For the dev workflow using docker-compose, services bind directly to localhost ports (supervisor on 8000), so no port-forwarding is needed.
R5: Concurrency Groups​
Decision: Add concurrency groups to both workflows to prevent overlapping runs on the same self-hosted runner.
Rationale: None of the current quick-sanity workflows have concurrency groups. Since both workflows run on the same caipe-integration-tests runner and compete for ports (8000, 3000) and resources (Kind cluster named caipe, docker-compose services), concurrent runs would conflict.
Implementation:
- Release-tag workflow:
concurrency: { group: caipe-integration-release, cancel-in-progress: false } - Dev workflow:
concurrency: { group: caipe-integration-dev, cancel-in-progress: true }(cancel older in-progress dev runs when new code is pushed)
R6: Resolving Latest Semver Release Tag​
Decision: Use git tag --sort=-version:refname | grep -E '^[0-9]+\.[0-9]+\.[0-9]+$' | head -1 to resolve the latest release tag (same pattern used by the current tests-quick-sanity-integration-on-stable-tag.yml).
Rationale: This is the proven approach already in use. It filters out pre-release tags (rc, alpha, beta) and the stable alias tag, returning only clean semver releases sorted by version.
For the workflow_dispatch trigger, the workflow should also accept an optional chart_version input to allow testing a specific version.
R7: Leftover Kind Cluster Cleanup​
Decision: Run setup-caipe.sh nuke in the always cleanup step, preceded by a kind delete cluster --name caipe fallback.

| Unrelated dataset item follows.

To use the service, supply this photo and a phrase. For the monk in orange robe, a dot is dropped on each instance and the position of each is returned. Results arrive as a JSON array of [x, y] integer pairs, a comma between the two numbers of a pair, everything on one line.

Rationale: setup-caipe.sh nuke runs the full cleanup (Helm uninstall, PVC/secret/namespace deletion, and optionally Kind cluster deletion). However, if the initial setup failed partway through, the script's cleanup might not cover all cases. A pre-step kind delete cluster --name caipe 2>/dev/null || true ensures any leftover cluster from a previous failed run is cleaned up before starting.